We are so informed and still unwise. Where can we find wisdom, this combination of knowing and goodness applied rightly to our lives?

Three streams of wisdom are available to us, all of which we will speak more of in the coming weeks:

The Scriptures - we have to know one book people. That’s it. We don’t have to read a whole library. We don’t have to get advanced degrees. Just one book to read is all God asks so that we can live life well. Does the Bible answer every question we might have? No. But it does have the power to transform us and our living. Is it a hard book sometimes to read? Yes. Is it impossible? No not for anyone. We can do it.

Other People – God’s wisdom comes from heaven but is disseminated , passed along through wise ones in our midst. We learn from each other in community. If you isolate yourself you get dumber. If you learn to live with others in community you get smarter in the School of Life.

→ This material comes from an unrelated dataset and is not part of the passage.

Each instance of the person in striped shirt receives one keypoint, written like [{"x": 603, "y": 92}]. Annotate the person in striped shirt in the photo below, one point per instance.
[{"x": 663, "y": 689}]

The Spirit of Jesus the Teacher - God’s desire is that we will be transformed into good and beautiful persons who are ready to be free in his kingdom. He wants to be able to set us loose in the Universe and be co-laborers and co-creators with Him. God is working hard to help us get wisdom and to apply that goodness and knowledge in our living.

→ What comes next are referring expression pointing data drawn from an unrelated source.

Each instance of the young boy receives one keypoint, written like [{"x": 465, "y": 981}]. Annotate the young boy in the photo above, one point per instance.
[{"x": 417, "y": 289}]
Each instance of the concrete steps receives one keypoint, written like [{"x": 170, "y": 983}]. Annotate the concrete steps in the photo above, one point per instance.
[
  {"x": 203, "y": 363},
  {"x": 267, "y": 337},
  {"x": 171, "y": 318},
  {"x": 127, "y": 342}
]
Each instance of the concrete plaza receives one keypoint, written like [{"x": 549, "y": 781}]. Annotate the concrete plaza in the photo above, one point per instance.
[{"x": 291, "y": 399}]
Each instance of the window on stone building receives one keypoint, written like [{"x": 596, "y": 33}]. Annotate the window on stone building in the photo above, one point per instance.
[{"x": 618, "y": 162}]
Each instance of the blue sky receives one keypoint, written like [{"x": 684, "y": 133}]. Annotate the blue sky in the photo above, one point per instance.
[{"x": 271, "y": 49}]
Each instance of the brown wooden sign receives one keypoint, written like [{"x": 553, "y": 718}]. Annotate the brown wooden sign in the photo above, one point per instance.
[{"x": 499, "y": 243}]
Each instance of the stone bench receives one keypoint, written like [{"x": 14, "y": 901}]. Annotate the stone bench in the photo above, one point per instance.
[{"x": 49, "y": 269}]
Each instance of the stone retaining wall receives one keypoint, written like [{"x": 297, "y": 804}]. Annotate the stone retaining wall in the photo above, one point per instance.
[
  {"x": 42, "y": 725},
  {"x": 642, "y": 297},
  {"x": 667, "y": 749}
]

The Apostle Paul tells the Galatians that he is in agony “Until Christ be formed in you.” (Galatinas 4.19)

There is a new life at work in us to form our lives from the inside out.

“Until we all attain to the unity of the faith and of the knowledge of the Son of God, to mature manhood, to the measure of the stature of the fullness of Christ.” Ephesians 4.13

Wisdom costs something. It doesn’t happen by accident. Jesus asks are we willing to pay the price?

“For which of you, desiring to build a tower, does not first sit down and count the cost, whether he has enough to complete it? Or what king, going to meet another king in war, will not sit down first and take counsel whether he is able with ten thousand to meet him who comes with twenty thousand? So therefore, whoever of you does not renounce all that he has cannot be my disciple.” Luke 14.28-33

Would you consider that Jesus has something to teach you about living this life? Are you willing to do something to pursue this wisdom in your life today?